— Inside a hangar at a Navy base here, ringed by air defense systems and missile launchers, top Pentagon officials declared Thursday that President Donald Trump’s ambitious Golden Dome homeland defense initiative was on track. Gen. Mike Guetlein, the Space Force officer tapped to lead the effort, pointed to progress over the past 10 months and promised that the first critical sensor technology would be operational by 2028, a deadline that would require a cascade of engineering breakthroughs and political support to hold.

The program, which Trump has described as a signature national security priority, is meant to shield the entire United States from threats ranging from intercontinental ballistic missiles to small drones. It would stitch together existing and newly developed systems through an artificial intelligence-powered network capable of moving data in real time, an undertaking that defense officials acknowledge poses profound technical challenges. But even as Guetlein projected confidence, the initiative’s financial future appeared increasingly uncertain.

Congressional Republicans are growing reluctant to advance the partisan budget bill that the Trump administration had counted on to fund the program’s early stages. The Pentagon is seeking $17 billion through a reconciliation measure for the next fiscal year, while requesting just $400 million through the regular appropriations process. The total cost of Golden Dome could range from $185 billion to $3 trillion, according to Pentagon estimates, a staggering sum that has given even some GOP lawmakers pause.

“Is reconciliation the most efficient, effective way to spend money?” Representative Ken Calvert, a California Republican who chairs the House Appropriations defense subcommittee, said in an interview. “In my mind, no.” His skepticism reflects a broader unease among Republicans about wading into a divisive budget fight ahead of this year’s midterm elections, when control of Congress will be at stake.

The reliance on reconciliation, a procedural tool that allows budget-related bills to pass with a simple majority, has drawn criticism from former defense officials who question the administration’s strategy.
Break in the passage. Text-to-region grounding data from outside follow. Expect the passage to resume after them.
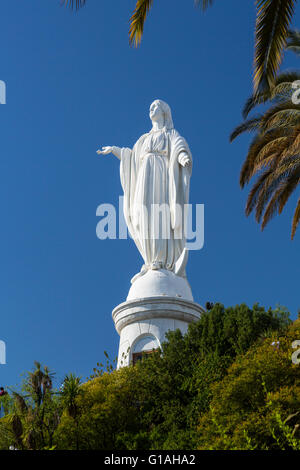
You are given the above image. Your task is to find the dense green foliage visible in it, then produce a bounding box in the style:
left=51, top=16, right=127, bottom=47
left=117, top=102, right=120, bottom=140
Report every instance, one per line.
left=0, top=303, right=299, bottom=450
left=198, top=319, right=300, bottom=449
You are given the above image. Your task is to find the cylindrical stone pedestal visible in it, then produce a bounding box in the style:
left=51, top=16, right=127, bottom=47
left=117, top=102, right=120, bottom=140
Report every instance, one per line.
left=112, top=295, right=204, bottom=368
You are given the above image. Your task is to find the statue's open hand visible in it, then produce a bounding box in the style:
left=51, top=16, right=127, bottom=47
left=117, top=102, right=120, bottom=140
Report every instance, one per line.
left=178, top=153, right=191, bottom=167
left=96, top=146, right=113, bottom=155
One former official, granted anonymity to discuss sensitive budget matters, said it was “not great signaling by this White House about the supposedly drastic need for Golden Dome.” Without a reconciliation bill, the official added, the program would have to compete for funding against the rest of the Pentagon’s sprawling wish list in regular congressional spending bills.

Technical hurdles and tight timelines

Beyond the budget questions, the program faces steep engineering obstacles. Guetlein acknowledged Thursday that the 2028 deadline for the first sensor component was aggressive and depended on a series of favorable developments. The system’s design calls for linking disparate hardware across land, sea, space and cyberspace under a single command-and-control network, a task that has eluded previous missile defense efforts for decades.
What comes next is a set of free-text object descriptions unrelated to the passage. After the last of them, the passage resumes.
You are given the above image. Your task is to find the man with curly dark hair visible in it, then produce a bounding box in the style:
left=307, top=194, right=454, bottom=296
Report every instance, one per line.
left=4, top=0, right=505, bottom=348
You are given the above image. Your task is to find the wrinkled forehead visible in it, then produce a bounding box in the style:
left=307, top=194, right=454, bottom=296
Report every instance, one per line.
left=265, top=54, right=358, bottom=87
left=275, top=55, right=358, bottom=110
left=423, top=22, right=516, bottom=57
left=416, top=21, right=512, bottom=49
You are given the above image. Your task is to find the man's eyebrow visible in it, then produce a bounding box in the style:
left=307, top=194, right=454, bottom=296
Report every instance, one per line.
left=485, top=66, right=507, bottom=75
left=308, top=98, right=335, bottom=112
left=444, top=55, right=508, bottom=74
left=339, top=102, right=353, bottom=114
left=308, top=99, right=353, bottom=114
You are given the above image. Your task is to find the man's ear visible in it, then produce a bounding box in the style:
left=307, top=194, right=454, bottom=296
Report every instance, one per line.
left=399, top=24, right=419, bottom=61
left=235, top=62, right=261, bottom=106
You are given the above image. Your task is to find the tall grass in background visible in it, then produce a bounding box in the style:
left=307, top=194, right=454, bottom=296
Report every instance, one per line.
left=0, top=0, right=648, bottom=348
“To the skeptics, let me say this,” Guetlein told reporters at the base, before outlining the progress his team had made. The general did not provide specific cost estimates or a detailed breakdown of how the Pentagon would close the gap between the funds requested through reconciliation and what might be available through regular channels. With Republican support for the reconciliation path eroding, the program’s fate may now rest on whether the administration can persuade a war-weary Congress to commit trillions of dollars to an unproven shield.